Abstract: A theory T is called binary if any two tuples have the same type if and only if all corresponding subtuples of length 2 have the same type. With this strong restriction on theories, it turns out that certain classification-theoretic dividing lines collapse: for example, we show that a binary NSOP_1 theory is simple, and a binary NSOP_3 theory is NTP_1. Motivated by these results, we develop the basics of neostability theory for the broader category of treeless theories. We show such theories come equipped with a natural notion of independence, defined in terms of generically stable partial types, which is meaningful in both simple and NIP theories. This is joint work with Itay Kaplan and Pierre Simon.
Abstract: In this talk, I will discuss various notions of indivisibility for (relational) structures. A structure is indivisible if, when you color the elements of the universe with finitely many colors, you can find a monochromatic copy of the structure. I will examine which structures have various levels of indivisibility and which do not, as well as general mechanisms for exhibiting indivisibility and non-indivisibility. Some of the work presented is joint with Miriam Parnes and Lynn Scow.
Abstract: In a series of lectures at Princeton University between 1935 and 1937, John von Neumann developed a continuous version of projective geometry: the central objects of this study, continuous geometries, are complete, complemented, modular lattices whose algebraic operations possess certain natural continuity properties. Beyond classical finite-dimensional projective geometries, the class of continuous geometries contains, for instance, every orthocomplemented complete modular lattice (e.g., the projection lattice of any finite von Neumann algebra).

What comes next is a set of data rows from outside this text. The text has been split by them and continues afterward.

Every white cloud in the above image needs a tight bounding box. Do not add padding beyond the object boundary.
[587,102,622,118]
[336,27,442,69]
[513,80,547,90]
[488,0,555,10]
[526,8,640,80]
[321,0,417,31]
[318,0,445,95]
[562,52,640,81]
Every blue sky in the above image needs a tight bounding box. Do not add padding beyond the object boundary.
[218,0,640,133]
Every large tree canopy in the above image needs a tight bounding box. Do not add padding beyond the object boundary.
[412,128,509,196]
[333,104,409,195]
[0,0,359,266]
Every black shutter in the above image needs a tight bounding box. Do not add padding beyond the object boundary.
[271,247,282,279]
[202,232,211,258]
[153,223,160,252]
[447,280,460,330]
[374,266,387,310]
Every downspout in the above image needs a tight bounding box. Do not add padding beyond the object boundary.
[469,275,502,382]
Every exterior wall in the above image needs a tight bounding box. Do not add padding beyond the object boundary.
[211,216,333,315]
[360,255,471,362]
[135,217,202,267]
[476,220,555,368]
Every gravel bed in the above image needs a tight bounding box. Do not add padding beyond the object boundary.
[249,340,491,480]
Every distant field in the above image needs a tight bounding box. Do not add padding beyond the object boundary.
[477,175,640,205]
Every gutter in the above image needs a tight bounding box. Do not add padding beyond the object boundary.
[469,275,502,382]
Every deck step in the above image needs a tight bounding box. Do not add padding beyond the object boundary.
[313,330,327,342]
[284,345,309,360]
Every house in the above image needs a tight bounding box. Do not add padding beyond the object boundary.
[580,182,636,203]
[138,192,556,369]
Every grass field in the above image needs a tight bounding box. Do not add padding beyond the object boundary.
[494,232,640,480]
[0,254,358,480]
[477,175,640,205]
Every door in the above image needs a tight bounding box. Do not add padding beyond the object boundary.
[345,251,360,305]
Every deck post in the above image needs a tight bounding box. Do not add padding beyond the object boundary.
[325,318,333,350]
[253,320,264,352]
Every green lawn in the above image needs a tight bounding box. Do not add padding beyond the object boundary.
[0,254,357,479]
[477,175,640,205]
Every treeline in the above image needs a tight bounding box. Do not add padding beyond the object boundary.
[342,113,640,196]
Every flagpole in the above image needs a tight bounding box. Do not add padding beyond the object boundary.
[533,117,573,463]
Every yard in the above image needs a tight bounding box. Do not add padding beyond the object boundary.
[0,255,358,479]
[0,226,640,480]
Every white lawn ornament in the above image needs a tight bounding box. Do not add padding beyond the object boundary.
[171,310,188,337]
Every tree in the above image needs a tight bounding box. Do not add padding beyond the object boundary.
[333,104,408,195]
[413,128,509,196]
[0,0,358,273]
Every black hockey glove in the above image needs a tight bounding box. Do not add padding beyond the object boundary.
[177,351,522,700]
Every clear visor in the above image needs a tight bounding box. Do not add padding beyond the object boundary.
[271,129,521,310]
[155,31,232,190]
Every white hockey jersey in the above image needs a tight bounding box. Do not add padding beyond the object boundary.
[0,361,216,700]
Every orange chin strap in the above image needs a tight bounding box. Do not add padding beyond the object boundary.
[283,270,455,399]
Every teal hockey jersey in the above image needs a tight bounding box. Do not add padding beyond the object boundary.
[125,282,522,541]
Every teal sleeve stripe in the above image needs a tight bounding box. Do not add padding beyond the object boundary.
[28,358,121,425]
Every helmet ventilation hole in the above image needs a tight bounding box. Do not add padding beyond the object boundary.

In the course of his analysis, von Neumann established the following remarkable coordinatization theorem: every complemented modular lattice (with an order at least four) is isomorphic to the lattice of principal left ideals of some (up to isomorphism unique) regular ring. Furthermore, he proved that every irreducible continuous geometry possesses a unique dimension function (with values in the closed real unit interval), which then induces a compatible complete metric on the corresponding coordinatizing ring and thus furnishes the latter with a natural topology. The topological groups of units of such ”continuous rings” exhibit very peculiar dynamical behavior.
In the talk, I will give a brief overview of von Neumann’s continuous geometry and report on some recent progress in understanding the structure and dynamics of topological groups of units of continuous rings.